Author contributions: Meena P and Sethi J drafted the manuscript; Bhargava V conceptualized the idea and helped in writing; Singh K helped in reviewing and writing of the manuscript; Prabhakar A and Panda S edited the manuscipt.

Conflict-of-interest statement: Authors declare no conflict of interest for this article.

Corresponding author: Priti Meena, MBBS, MD, DNB Nephrology, FASN, Assistant professor, Department of Nephrology, All India Institute of Medical Sciences, Bhubaneswar 751019, Odisha, India. pritimn@gmail.com

Received: August 3, 2023
Peer-review started: August 3, 2023
First decision: August 24, 2023
Revised: October 15, 2023
Accepted: November 2, 2023
Article in press: November 2, 2023
Published online: December 25, 2023
Processing time: 140 Days and 22.6 Hours

Abstract

Cryptococcosis is the third most commonly occurring invasive fungal disease in solid organ transplant recipients (SOT). It is caused by encapsulated yeast, Cryptococcus species, predominantly Cryptococcus neoformans and Cryptococcus gattii. Though kidney transplant recipients are at the lowest risk of cryptococcosis when compared to other solid organ transplant recipients such as lung, liver or heart, still this opportunistic infection causes significant morbidity and mortality in this subset of patients.
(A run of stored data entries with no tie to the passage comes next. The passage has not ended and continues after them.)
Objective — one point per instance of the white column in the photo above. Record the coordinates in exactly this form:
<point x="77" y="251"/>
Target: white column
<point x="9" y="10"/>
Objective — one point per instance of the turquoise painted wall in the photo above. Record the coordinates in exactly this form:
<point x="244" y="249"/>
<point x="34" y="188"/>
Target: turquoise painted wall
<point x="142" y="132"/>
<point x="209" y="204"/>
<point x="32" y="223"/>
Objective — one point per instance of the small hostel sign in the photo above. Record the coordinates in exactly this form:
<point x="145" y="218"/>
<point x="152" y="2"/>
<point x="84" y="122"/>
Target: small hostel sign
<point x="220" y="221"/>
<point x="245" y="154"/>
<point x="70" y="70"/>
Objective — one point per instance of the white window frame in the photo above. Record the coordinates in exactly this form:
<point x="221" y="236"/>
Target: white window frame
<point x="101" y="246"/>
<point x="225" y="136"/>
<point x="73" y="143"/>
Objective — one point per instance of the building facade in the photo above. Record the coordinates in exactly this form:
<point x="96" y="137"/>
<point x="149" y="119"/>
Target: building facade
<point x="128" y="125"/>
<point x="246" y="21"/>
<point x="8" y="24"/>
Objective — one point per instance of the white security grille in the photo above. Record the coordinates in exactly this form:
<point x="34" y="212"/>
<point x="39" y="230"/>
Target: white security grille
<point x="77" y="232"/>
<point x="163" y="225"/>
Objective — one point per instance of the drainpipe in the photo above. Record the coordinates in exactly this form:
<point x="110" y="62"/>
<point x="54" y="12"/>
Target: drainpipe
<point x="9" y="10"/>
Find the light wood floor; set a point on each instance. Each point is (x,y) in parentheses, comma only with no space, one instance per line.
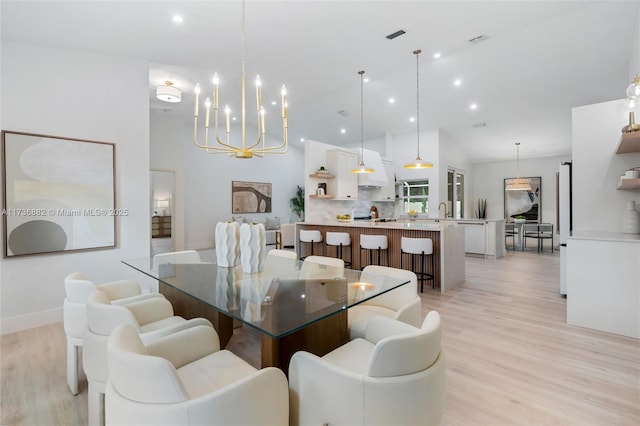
(511,358)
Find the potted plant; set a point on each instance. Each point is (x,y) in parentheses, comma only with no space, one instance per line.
(297,203)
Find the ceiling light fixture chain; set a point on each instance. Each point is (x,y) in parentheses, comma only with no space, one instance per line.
(362,168)
(518,184)
(259,148)
(418,163)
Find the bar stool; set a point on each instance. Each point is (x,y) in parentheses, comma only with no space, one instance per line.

Mortality rates with cryptococcosis range from 10%-25%, while it can be as high as 50% in SOT recipients with central nervous system involvement. The main aim of diagnosis is to find out if there is any involvement of the central nervous system in disseminated disease or whether there is only localized pulmonary involvement as it has implications for both prognostication and treatment. Detection of cryptococcal antigen (CrAg) in cerebrospinal fluid or plasma is a highly recommended test as it is more sensitive and specific than India ink and fungal cultures. The CrAg lateral flow assay is the single point of care test that can rapidly detect cryptococcal polysaccharide capsule. Treatment of cryptococcosis is challenging in kidney transplant recipients. Apart from the reduction or optimization of immunosuppression, lipid formulations of amphotericin B are preferred as induction antifungal agents. Consolidation and maintenance are done with fluconazole; carefully monitoring its interactions with calcineurin inhibitors. This review further discusses in depth the evolving developments in the epidemiology, pathogenesis, diagnostic assays, and management approach of cryptococcosis in kidney transplant recipients.

Keywords: Cryptococcosis; Kidney transplant recipients; Amphotericin B; Immunosuppression; Fluconazole

Core Tip: Cryptococcosis is the third most common invasive fungal infection in solid organ transplant recipients. As an opportunistic infection, it poses substantial morbidity and mortality in kidney transplant recipients. Mortality rates for cryptococcosis range from 10% to 25%. In immunocompromised patients, especially in cryptococcus-endemic areas, cryptococcosis must be suspected and diagnosed with a low threshold. Compared to India ink and fungal cultures, tests for the cryptococcal antigen detection in cerebrospinal fluid or plasma test are more sensitive and specific. The management of cryptococcosis poses considerable difficulties, mostly done with reduction or optimization of immunosuppression in addition to lipid formulations of amphotericin B and fluconazole.